Zooming out from the production itself, it’s somewhat difficult to understand The Princess’ history as a spec script sale, especially since its single most distinguishing characteristic is a total lack of distinguishing characteristics. The tale of a princess called or pushed to action in defense of her younger sister might be interesting, and even carry with it some additionally heightened emotional punching power in a post-Roe world. But the screenplay’s treatment of that aspect is perfunctory; its subject is a headstrong, capable and independent young woman who merely happens to have a younger sibling. There’s no nuance or depth to the relationship between Violet and her sister.
Meanwhile, if Moira initially seems to fall in line with the tradition of witchy, king-whispering second-in-commands secretly pining for or accruing power for themselves, the movie abandons even that trope, instead rendering the character merely a physical enforcer with a slightly more notable weapon of choice (a barbed whip). Even a moment of heavy-handed political messaging in its first 10 minutes (“You have welcomed outsiders—you should have conquered them!,” Julius scolds the King, as the camera cuts away to a small group of pitiable, differently colored refugees) falls away, so allergic is The Princess to any type of specificity.
This leaves viewers with… just a lot of action. Like, lots of action—all of it very familiar, and most of it staged with little imagination. To dwell too much on its largely unmotivated nature could risk coming off as a genre-hater. But it’s worth pointing out that there isn’t really much story here, other than to go “get” the princess—who, again, has already been detained. Does the wedding need to actually take place within a certain time period, or be witnessed by specific parties? Who precisely is mollified by a forced marriage? A viewer never really knows.
The princess, understandably, loathes Julius. But her opposition isn’t rooted in arguments about love or attraction, but women being able to serve as royal heir. Still, what does a “win” look like for the princess, and what is the plan to achieve that, apart from simply killing hundreds of people seeking to help enforce Julius’ wedding wish?
To be clear, if it’s just the latter, that’s fine too. But The Princess never really articulates that seat-of-the-pants survival. It is a series of scenes in search of a story. And in the absence of a more restrictive and rigorously defined setting, which could have hypothetically borrowed part of the appeal of something like The Raid (or at least given the movie a structurally sturdy, video game board-clearing feeling), The Princess basically just serves up a never-ending assembly line of goons who are bad at their job. At one point the princess gets captured, but then escapes, so that the vaguely defined mayhem recommences.
King, who first gained recognition as a child actor in 2010’s Ramona and Beezus, and then proved herself a capable young performer in 2019’s The Act, struggles here to deliver a fully dimensional character. She’s not done many favors with the material, true. But she neither communicates steely, sophisticated resolve, nor credibly delivers as an action heroine.

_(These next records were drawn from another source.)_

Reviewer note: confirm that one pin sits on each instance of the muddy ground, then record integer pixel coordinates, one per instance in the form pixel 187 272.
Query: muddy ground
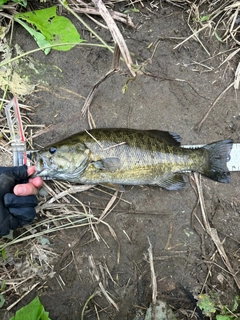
pixel 173 93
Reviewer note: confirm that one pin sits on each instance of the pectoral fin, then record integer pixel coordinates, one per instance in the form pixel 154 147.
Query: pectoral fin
pixel 116 187
pixel 174 182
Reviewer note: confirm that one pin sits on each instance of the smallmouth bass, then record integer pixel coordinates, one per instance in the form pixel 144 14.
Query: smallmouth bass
pixel 131 157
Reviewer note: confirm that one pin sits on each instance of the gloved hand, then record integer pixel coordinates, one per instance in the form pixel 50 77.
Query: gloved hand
pixel 15 211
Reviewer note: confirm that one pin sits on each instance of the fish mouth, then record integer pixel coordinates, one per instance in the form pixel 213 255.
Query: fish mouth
pixel 41 164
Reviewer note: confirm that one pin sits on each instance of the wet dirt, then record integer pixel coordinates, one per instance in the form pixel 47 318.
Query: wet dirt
pixel 173 93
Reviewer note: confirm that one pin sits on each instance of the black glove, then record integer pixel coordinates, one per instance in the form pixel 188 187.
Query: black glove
pixel 15 211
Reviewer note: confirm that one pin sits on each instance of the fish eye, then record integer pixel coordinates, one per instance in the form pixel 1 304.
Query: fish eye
pixel 52 150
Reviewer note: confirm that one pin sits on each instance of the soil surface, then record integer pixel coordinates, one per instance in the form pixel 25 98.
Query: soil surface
pixel 173 93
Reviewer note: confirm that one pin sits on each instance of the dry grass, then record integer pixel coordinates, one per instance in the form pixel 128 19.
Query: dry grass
pixel 30 250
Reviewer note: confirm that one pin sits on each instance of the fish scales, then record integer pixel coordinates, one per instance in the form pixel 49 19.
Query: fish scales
pixel 127 156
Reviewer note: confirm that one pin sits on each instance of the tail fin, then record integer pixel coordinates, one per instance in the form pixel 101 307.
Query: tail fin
pixel 218 156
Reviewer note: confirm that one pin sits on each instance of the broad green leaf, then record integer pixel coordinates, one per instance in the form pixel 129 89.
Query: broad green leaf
pixel 38 37
pixel 57 30
pixel 33 311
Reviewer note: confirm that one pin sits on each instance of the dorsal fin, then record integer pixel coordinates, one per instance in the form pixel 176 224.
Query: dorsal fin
pixel 164 136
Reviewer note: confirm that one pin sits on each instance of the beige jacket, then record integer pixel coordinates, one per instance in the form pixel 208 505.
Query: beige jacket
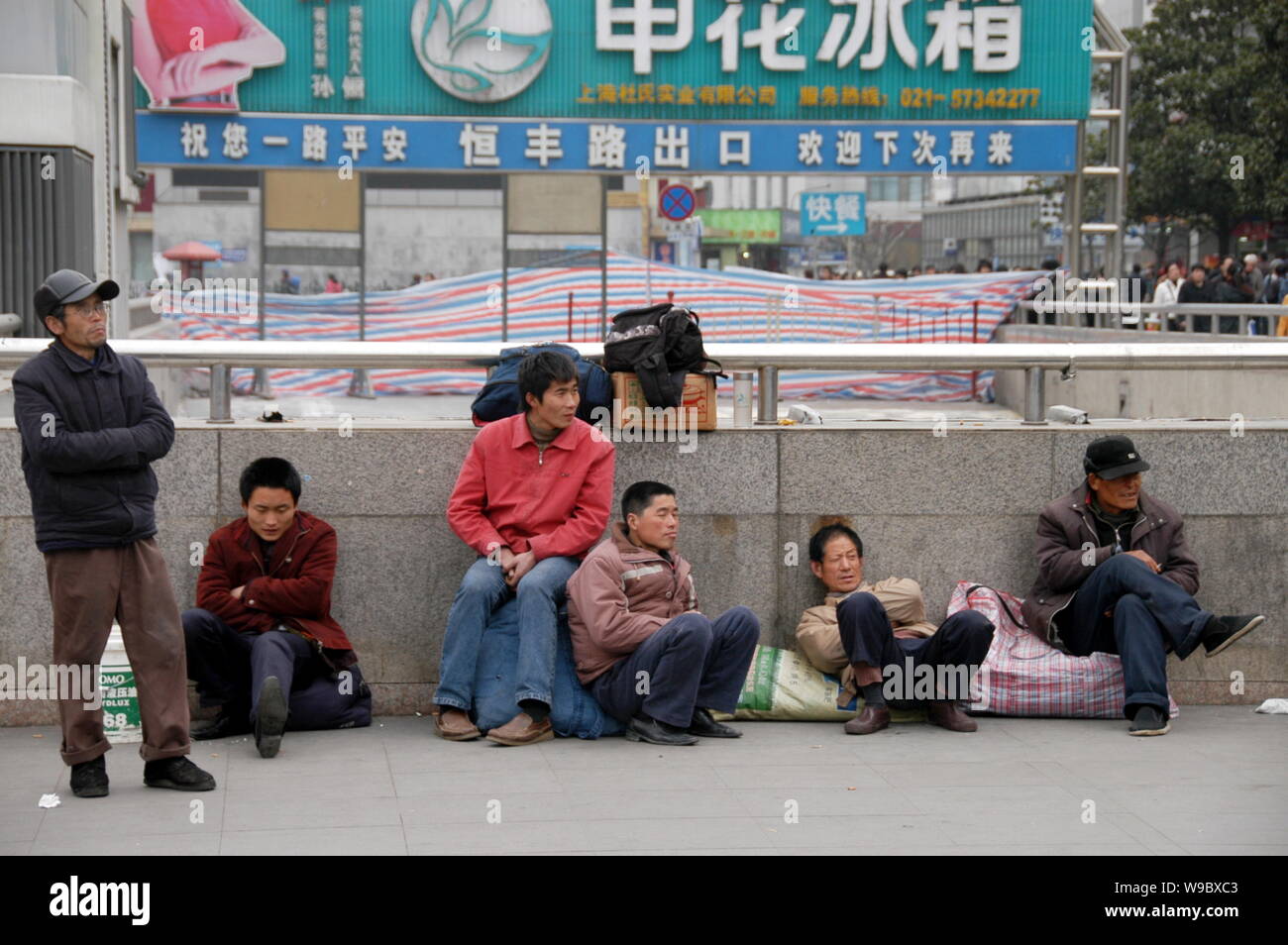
pixel 618 597
pixel 818 636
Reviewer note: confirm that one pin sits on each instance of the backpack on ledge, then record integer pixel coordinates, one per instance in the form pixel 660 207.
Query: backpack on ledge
pixel 500 395
pixel 660 344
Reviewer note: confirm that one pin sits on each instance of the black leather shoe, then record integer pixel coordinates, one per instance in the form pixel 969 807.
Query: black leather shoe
pixel 1223 631
pixel 178 774
pixel 270 717
pixel 645 729
pixel 706 726
pixel 222 726
pixel 89 778
pixel 870 720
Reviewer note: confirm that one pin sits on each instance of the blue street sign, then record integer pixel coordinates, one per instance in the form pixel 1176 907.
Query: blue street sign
pixel 824 213
pixel 677 202
pixel 606 147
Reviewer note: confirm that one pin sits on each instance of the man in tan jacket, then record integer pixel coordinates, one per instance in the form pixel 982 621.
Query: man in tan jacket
pixel 640 645
pixel 868 632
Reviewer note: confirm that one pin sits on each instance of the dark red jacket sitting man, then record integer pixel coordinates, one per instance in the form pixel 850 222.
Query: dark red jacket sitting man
pixel 262 641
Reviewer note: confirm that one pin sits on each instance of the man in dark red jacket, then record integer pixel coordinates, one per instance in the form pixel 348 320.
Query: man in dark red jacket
pixel 532 497
pixel 262 640
pixel 1116 576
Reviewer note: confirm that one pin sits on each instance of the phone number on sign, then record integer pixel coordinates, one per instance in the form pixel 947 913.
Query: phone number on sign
pixel 970 98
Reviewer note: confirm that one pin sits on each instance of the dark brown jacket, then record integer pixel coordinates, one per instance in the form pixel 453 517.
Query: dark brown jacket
pixel 295 589
pixel 1067 525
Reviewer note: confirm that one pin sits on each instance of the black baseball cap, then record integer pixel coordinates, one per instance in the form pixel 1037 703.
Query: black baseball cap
pixel 1111 458
pixel 67 286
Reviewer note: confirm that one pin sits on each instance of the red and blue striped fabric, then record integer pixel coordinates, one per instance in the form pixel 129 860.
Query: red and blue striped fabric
pixel 734 305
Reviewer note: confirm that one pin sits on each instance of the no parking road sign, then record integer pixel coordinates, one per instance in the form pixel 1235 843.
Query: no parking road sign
pixel 677 202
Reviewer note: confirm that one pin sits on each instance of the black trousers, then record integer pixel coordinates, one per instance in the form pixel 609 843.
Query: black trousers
pixel 691 662
pixel 951 656
pixel 230 670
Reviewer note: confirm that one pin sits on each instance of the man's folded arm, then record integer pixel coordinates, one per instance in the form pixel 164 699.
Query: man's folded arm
pixel 1181 567
pixel 308 595
pixel 214 593
pixel 589 515
pixel 465 506
pixel 1063 568
pixel 154 434
pixel 597 596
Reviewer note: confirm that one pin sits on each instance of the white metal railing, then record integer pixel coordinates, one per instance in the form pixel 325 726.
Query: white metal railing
pixel 768 360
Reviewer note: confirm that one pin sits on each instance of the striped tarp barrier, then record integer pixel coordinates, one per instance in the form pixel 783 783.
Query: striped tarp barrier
pixel 563 303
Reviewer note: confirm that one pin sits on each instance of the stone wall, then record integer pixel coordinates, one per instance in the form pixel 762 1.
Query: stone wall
pixel 938 509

The movie instead relies on editing and manipulated frames-per-second sleight-of-hand (never quite slow-motion, never quite hyperkinetic) to sell its physical confrontations.
Overall, The Princess is forgettable—just another number in a library of entertainment assets, the type of thing executives refer to as content or programming on shareholder calls. There is no glory for anyone involved here, nor any enjoyable, diversionary escape for a viewer.